Schoemaker Rik, Wade Janet R, Stockis Armel
SGS Exprimo, Mechelen, Belgium.
Occams, Malandolaan 10, 1187, HE, Amstelveen, The Netherlands.
Eur J Clin Pharmacol. 2017 Jun;73(6):727-733. doi: 10.1007/s00228-017-2230-6. Epub 2017 Mar 9.
The aims of the study were to develop a population pharmacokinetic model of orally administered brivaracetam in paediatric patients and to provide dosing suggestions.
Analysis included 600 brivaracetam plasma concentrations from a phase 2a study (NCT00422422; N01263) in 96 paediatric patients with epilepsy aged 1 month to 16 years, taking one to three concomitant antiepileptic drugs (AEDs).

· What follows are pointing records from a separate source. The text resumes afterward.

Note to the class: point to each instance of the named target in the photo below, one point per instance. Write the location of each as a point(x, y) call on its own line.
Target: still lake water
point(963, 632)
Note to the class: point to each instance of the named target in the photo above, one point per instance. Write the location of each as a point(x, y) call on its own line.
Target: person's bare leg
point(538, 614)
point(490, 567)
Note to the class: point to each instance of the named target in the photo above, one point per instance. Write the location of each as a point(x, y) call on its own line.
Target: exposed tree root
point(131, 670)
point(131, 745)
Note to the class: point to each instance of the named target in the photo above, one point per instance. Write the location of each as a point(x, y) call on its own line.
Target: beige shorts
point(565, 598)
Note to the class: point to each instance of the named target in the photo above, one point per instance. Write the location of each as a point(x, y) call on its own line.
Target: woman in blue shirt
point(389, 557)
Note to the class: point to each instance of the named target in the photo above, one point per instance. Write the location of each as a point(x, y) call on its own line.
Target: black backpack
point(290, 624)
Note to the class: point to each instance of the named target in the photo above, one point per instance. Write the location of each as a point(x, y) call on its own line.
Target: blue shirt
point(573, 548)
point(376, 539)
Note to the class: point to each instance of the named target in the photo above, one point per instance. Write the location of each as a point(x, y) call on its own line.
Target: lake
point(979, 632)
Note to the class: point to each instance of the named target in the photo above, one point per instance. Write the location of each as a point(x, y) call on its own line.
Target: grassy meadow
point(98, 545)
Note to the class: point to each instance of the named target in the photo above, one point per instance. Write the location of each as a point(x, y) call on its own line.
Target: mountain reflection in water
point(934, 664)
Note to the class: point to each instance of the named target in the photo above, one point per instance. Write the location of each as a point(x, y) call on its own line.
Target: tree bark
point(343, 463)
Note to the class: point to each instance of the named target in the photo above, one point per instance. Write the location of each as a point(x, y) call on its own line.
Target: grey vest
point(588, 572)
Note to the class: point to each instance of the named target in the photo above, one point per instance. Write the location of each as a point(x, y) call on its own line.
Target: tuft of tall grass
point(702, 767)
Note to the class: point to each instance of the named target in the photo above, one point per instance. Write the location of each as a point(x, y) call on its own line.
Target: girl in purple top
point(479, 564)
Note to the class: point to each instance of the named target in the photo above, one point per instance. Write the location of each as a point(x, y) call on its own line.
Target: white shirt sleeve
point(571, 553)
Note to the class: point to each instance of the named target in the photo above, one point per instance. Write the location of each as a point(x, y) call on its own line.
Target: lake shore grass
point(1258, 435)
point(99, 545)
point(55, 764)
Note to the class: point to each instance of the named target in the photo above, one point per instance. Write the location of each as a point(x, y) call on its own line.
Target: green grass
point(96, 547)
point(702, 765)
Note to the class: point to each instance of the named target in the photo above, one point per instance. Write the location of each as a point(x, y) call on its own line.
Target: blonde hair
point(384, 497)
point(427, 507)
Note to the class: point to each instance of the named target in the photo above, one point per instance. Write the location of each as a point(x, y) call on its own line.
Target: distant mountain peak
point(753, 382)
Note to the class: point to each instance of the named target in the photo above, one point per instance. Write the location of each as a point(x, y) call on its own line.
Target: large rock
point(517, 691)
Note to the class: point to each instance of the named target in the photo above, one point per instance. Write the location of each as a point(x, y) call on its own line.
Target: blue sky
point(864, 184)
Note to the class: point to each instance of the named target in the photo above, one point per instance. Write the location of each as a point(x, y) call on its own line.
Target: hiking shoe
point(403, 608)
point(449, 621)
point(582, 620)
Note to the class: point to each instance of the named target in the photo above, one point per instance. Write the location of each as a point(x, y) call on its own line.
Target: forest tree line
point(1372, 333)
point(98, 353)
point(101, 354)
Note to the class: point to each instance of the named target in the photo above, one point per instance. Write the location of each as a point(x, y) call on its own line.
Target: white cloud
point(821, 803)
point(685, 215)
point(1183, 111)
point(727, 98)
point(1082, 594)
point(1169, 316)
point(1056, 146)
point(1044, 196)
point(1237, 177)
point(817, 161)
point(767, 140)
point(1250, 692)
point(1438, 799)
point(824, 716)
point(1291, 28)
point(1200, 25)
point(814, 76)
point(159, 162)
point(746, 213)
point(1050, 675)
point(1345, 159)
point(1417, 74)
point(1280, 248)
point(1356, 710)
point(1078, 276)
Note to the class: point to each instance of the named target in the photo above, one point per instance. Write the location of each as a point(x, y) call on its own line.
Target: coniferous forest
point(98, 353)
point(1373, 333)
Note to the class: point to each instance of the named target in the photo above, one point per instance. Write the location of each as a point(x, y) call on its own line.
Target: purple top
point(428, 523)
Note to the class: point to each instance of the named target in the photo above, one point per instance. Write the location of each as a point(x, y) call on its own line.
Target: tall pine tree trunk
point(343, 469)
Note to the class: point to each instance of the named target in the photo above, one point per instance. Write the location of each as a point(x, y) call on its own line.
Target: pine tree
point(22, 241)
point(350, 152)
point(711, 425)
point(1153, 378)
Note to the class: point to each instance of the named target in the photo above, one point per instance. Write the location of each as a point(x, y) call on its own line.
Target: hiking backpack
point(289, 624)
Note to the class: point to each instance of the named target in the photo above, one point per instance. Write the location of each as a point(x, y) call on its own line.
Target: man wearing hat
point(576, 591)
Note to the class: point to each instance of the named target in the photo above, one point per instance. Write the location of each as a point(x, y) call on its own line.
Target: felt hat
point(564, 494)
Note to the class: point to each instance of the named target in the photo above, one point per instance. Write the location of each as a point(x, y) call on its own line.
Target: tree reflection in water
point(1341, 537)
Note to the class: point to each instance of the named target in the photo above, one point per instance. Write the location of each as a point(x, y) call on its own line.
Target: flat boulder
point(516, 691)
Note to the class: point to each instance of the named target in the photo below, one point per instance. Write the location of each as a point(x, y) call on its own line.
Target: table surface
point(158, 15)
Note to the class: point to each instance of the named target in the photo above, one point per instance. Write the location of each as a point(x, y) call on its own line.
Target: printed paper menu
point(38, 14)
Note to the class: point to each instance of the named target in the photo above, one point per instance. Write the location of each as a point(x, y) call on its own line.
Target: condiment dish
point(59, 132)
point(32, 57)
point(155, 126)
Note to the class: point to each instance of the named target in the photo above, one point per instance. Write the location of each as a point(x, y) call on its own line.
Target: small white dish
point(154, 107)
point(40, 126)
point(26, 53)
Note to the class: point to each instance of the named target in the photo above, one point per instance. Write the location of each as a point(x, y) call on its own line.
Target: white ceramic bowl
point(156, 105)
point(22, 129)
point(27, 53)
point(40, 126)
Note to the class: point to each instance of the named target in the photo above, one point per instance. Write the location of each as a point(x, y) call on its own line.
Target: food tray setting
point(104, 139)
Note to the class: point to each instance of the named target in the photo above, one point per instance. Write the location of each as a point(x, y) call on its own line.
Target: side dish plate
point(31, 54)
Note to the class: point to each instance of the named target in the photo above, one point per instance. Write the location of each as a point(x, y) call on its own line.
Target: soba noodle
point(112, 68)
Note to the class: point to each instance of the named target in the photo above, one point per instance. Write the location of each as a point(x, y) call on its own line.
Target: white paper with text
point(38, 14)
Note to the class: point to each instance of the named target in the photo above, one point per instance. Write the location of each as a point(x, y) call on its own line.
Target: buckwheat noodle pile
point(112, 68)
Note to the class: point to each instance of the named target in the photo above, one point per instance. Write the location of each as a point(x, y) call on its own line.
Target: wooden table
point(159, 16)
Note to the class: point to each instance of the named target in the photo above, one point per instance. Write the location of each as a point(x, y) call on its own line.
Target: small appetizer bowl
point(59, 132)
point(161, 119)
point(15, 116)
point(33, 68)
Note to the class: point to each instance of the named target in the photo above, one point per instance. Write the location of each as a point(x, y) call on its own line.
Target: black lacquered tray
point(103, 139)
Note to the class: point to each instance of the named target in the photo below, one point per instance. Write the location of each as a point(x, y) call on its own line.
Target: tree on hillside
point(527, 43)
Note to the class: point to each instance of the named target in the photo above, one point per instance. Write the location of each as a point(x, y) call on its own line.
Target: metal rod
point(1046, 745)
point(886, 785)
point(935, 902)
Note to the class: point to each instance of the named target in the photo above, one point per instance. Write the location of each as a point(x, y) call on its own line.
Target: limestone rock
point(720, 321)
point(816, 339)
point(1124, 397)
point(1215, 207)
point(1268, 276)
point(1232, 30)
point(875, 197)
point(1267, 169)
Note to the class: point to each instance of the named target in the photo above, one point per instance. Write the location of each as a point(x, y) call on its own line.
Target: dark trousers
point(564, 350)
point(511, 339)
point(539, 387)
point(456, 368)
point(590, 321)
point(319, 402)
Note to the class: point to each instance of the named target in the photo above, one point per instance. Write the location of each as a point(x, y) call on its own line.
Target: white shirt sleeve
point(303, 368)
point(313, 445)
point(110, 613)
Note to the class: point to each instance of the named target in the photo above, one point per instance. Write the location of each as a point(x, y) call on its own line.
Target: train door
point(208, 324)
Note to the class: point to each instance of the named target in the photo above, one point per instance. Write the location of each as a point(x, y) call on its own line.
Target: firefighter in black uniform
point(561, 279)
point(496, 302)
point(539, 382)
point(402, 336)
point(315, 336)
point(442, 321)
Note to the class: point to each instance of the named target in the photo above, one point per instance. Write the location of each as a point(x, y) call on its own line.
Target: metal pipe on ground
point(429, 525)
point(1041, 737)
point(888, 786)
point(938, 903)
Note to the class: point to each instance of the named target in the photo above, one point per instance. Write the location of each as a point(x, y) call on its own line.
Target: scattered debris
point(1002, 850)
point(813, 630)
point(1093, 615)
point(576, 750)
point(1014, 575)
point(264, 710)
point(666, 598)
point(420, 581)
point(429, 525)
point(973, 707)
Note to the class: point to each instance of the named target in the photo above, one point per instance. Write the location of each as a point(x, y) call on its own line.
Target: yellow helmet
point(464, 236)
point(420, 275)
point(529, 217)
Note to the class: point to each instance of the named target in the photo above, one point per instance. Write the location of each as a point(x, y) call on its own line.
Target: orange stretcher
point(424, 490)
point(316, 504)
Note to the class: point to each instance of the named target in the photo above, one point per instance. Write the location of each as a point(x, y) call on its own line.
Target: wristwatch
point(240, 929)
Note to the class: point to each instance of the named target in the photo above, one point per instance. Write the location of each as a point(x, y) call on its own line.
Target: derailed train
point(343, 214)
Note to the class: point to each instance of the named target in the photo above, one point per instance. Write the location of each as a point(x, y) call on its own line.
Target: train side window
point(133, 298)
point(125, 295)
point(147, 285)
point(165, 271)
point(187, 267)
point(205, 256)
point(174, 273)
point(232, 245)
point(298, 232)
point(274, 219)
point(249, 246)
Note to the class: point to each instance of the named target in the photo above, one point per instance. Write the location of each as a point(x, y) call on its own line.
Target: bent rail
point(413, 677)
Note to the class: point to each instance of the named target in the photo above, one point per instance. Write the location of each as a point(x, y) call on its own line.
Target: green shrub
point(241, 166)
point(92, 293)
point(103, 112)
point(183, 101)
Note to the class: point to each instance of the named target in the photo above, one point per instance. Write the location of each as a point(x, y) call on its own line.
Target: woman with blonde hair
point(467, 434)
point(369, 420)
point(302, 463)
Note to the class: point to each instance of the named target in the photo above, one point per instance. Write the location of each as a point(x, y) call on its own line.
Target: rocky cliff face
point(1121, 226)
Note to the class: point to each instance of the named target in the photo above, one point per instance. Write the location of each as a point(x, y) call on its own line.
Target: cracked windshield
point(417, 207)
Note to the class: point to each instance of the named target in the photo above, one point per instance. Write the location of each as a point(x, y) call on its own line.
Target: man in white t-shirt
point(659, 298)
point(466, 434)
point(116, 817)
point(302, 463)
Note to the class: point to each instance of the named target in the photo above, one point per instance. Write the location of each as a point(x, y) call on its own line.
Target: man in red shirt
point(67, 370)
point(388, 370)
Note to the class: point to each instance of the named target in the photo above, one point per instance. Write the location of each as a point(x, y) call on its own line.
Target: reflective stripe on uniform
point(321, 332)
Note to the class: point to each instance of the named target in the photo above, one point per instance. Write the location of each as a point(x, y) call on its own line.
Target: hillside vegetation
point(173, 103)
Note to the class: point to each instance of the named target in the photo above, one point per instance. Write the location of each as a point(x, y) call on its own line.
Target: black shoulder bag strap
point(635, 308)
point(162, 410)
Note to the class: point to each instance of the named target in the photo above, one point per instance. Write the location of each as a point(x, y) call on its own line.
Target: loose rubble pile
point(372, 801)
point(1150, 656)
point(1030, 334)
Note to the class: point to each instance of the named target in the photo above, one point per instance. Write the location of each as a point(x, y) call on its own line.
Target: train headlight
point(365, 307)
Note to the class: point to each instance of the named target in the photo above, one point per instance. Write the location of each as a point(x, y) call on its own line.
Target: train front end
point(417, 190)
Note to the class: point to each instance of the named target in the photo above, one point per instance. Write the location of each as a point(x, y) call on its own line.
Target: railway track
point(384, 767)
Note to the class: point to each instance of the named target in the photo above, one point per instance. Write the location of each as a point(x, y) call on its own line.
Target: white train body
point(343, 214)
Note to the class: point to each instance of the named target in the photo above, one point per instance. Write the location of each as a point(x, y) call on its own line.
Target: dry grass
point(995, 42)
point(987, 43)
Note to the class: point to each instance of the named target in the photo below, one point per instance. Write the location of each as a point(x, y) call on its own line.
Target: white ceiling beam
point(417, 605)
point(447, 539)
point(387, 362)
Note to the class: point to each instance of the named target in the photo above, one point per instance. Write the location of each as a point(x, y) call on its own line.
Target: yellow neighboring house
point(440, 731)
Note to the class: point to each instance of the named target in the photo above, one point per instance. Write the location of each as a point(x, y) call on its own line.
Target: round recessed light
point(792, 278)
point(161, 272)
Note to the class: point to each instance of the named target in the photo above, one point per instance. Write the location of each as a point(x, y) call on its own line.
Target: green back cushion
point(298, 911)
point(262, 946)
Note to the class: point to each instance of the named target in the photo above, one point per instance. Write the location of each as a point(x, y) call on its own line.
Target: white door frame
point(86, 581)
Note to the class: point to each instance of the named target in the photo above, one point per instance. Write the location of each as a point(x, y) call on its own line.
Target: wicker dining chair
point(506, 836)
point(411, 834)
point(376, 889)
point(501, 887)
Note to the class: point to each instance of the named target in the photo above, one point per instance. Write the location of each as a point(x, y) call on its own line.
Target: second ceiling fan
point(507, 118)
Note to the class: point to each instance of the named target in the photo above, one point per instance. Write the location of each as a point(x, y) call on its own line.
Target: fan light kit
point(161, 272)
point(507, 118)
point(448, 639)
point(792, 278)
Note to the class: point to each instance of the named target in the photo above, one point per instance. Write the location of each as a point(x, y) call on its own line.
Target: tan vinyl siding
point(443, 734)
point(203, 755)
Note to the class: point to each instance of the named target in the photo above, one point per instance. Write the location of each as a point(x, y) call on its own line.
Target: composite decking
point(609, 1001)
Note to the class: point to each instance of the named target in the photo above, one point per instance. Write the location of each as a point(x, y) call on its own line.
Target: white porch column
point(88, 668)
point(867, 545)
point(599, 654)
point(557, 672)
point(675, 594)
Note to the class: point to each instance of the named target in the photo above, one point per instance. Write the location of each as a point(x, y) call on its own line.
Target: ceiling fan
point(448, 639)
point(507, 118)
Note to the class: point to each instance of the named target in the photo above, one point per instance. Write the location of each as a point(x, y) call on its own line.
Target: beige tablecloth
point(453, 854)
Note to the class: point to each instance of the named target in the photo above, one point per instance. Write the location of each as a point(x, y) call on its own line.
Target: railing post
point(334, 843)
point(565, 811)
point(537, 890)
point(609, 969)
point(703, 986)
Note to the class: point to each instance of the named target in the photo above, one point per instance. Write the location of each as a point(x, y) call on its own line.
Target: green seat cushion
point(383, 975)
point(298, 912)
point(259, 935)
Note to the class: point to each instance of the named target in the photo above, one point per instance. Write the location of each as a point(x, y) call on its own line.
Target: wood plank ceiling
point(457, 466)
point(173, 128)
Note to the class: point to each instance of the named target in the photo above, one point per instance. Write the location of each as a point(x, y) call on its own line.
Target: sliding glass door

Pharmacokinetic analysis was performed using non-linear mixed effects modelling, and a stepwise covariate search was used to determine factors influencing brivaracetam clearance. Simulations were performed to investigate dosing regimens.
The final model consisted of first-order absorption, single compartment distribution and first-order elimination components with allometric scaling of clearance and volume using lean body weight and fixed allometric exponents. Co-administration with phenobarbital or carbamazepine was associated with a 29% (95%CI 17%/39%) and 32% (22%/42%) decrease in exposure, respectively. Co-administration with valproate was associated with an 11% (1%/23%) increase in exposure. Simulations demonstrated that the majority of children were predicted to have an exposure similar to that in adults, using an age-independent dosing regimen of 2.0 mg/kg bid with a maximum of 100 mg bid for body weight >50 kg.
A paediatric dose adaptation of 2.0 mg/kg twice daily with a maximum of 100 mg twice daily for body weight >50 kg is predicted to ensure steady-state plasma concentrations in the same range as in adult patients receiving 100 mg twice daily (highest recommended dose). Data suggest no need to change brivaracetam dosing when used concomitantly with carbamazepine, phenobarbital or valproate.
本研究旨在建立小儿患者口服布瓦西坦的群体药代动力学模型,并提供给药建议。
分析纳入了一项2a期研究(NCT00422422;N01263)中的600份布瓦西坦血浆浓度数据,该研究涉及96例年龄在1个月至16岁的癫痫小儿患者,这些患者同时服用1至3种抗癫痫药物(AEDs)。采用非线性混合效应模型进行药代动力学分析,并通过逐步协变量搜索来确定影响布瓦西坦清除率的因素。进行模拟以研究给药方案。
最终模型由一级吸收、单室分布和一级消除组分构成,清除率和容积采用基于瘦体重的异速生长标度及固定的异速生长指数。与苯巴比妥或卡马西平合用分别使暴露量降低29%(95%CI 17%/39%)和32%(22%/42%)。与丙戊酸合用使暴露量增加11%(1%/23%)。模拟表明,对于体重>50 kg的儿童,采用2.0 mg/kg bid的年龄无关给药方案,最大剂量为100 mg bid,预计大多数儿童的暴露量与成人相似。
预计对于体重>50 kg的儿童,采用2.0 mg/kg每日两次、最大剂量为100 mg每日两次的儿科剂量调整方案可确保稳态血浆浓度与接受每日两次100 mg(最高推荐剂量)的成人患者处于同一范围。数据表明,与卡马西平、苯巴比妥或丙戊酸合用时无需调整布瓦西坦剂量。